Auf der anderen Seite läuft vermutlich was schief, wenn gleich zu Beginn der Anwendung der gesamte Datenbestand ausgelesen werden muss. Was du da gebastelt hast, kann man aber nicht mal erraten, ohne einen Blick in deinen Anwendung geworfen zu haben.


----------



## mrBrown (10. Mai 2017)

stg hat gesagt.:


> Auf der anderen Seite läuft vermutlich was schief, wenn gleich zu Beginn der Anwendung der gesamte Datenbestand ausgelesen werden muss. Was du da gebastelt hast, kann man aber nicht mal erraten, ohne einen Blick in deinen Anwendung geworfen zu haben.


Ich denke, dass ist die Validierung von Entitys und Datenbank, das dürfte doch bei jedem Start passieren?

Allerdings klingt eine Anwendung, die 2000 Tabellen braucht nicht grad nach einer Anwendung, sondern nach ziemlich vielen, die einfach in ein Projekt gesteckt wurden...


----------



## Blender3D (10. Mai 2017)

stg hat gesagt.:


> Auf der anderen Seite läuft vermutlich was schief, wenn gleich zu Beginn der Anwendung der gesamte Datenbestand ausgelesen werden muss. Was du da gebastelt hast, kann man aber nicht mal erraten, ohne einen Blick in deinen Anwendung geworfen zu haben.
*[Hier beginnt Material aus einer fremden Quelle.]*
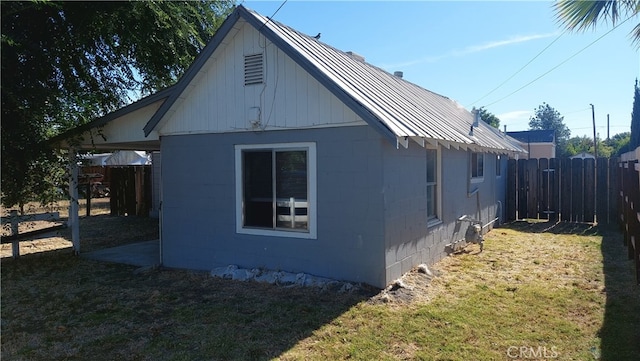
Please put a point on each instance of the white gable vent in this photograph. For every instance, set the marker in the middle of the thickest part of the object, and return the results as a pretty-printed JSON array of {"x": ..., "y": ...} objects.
[{"x": 253, "y": 69}]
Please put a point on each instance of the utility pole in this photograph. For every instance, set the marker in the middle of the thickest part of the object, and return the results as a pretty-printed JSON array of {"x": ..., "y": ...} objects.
[
  {"x": 595, "y": 141},
  {"x": 595, "y": 166}
]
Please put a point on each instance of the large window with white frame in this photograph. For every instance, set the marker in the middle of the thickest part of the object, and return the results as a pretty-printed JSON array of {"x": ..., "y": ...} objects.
[
  {"x": 477, "y": 167},
  {"x": 433, "y": 197},
  {"x": 276, "y": 189}
]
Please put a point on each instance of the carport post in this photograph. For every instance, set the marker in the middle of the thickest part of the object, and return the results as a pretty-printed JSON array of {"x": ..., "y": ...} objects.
[{"x": 74, "y": 221}]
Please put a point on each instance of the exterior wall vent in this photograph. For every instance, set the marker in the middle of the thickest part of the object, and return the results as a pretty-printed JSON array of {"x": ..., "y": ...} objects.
[{"x": 253, "y": 69}]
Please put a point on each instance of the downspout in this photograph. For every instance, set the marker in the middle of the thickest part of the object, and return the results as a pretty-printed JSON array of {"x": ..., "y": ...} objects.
[{"x": 476, "y": 191}]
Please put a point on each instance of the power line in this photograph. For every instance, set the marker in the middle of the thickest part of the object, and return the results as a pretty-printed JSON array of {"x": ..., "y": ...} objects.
[
  {"x": 519, "y": 70},
  {"x": 274, "y": 14},
  {"x": 559, "y": 65}
]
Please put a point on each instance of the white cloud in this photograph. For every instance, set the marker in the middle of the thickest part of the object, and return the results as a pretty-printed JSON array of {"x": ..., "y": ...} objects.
[{"x": 471, "y": 49}]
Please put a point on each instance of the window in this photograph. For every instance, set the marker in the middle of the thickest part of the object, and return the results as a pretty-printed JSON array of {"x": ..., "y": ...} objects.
[
  {"x": 477, "y": 166},
  {"x": 432, "y": 185},
  {"x": 275, "y": 189}
]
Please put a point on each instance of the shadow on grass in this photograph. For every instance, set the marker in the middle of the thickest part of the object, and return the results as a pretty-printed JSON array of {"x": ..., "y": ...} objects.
[
  {"x": 104, "y": 231},
  {"x": 620, "y": 331},
  {"x": 57, "y": 306}
]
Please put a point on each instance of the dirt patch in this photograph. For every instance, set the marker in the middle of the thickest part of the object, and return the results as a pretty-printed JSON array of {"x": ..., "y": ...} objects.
[{"x": 98, "y": 231}]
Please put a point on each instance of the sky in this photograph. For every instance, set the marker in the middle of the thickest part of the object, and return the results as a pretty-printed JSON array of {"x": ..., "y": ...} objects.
[{"x": 508, "y": 56}]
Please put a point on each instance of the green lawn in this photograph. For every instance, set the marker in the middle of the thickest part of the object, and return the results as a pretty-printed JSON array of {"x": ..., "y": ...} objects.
[{"x": 567, "y": 293}]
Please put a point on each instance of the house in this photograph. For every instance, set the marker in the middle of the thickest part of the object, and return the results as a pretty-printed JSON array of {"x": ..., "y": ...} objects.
[
  {"x": 282, "y": 152},
  {"x": 538, "y": 143},
  {"x": 583, "y": 155}
]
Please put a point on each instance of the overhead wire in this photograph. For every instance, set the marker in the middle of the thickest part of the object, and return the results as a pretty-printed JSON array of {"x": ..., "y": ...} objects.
[
  {"x": 274, "y": 14},
  {"x": 519, "y": 70},
  {"x": 560, "y": 64}
]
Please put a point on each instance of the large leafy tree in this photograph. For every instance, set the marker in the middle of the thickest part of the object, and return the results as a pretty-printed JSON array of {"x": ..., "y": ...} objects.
[
  {"x": 546, "y": 117},
  {"x": 634, "y": 140},
  {"x": 581, "y": 15},
  {"x": 64, "y": 63},
  {"x": 620, "y": 143}
]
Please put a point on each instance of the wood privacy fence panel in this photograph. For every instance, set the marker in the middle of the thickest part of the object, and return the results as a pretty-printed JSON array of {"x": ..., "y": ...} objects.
[
  {"x": 629, "y": 209},
  {"x": 131, "y": 189},
  {"x": 572, "y": 190}
]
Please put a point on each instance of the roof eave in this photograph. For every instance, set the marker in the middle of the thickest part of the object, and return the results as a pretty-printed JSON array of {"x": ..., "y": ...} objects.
[
  {"x": 144, "y": 102},
  {"x": 191, "y": 72}
]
Ich denke auch, dass Du Deinen Zugriff auf die Daten überdenken solltest. Stichwort Proxy Pattern.
https://de.wikipedia.org/wiki/Stellvertreter_(Entwurfsmuster)

https://de.wikipedia.org/wiki/Stellvertreter_(Entwurfsmuster)


----------



## mrBrown (10. Mai 2017)

Blender3D hat gesagt.:


> Ich denke auch, dass Du Deinen Zugriff auf die Daten überdenken solltest. Stichwort Proxy Pattern.
> https://de.wikipedia.org/wiki/Stellvertreter_(Entwurfsmuster)


Etwas OT, aber was sollen Proxys da bringen (die Spring btw zu genüge nutzt)?


----------



## grindelaner (10. Mai 2017)

Ich hoffe, dass Spring-Boot etwas von Haus aus mitbringt. Die Persistenzschicht ist ja über die sogenannten "Repository-Interfaces" gekapselt... 
Ich habe an so etwas gedacht wie Spring DEV-Tools, dem du dann sagen kannst schalte alle Prüfungen aus und starte dann die Anwendung schneller...


----------



## grindelaner (10. Mai 2017)

Ich versuche meine Frage noch einmal anders zu stellen:
Weiß jemand wie man die Startprozedur von Spring Boot mit Spring Data für die Entwicklung schneller machen kann?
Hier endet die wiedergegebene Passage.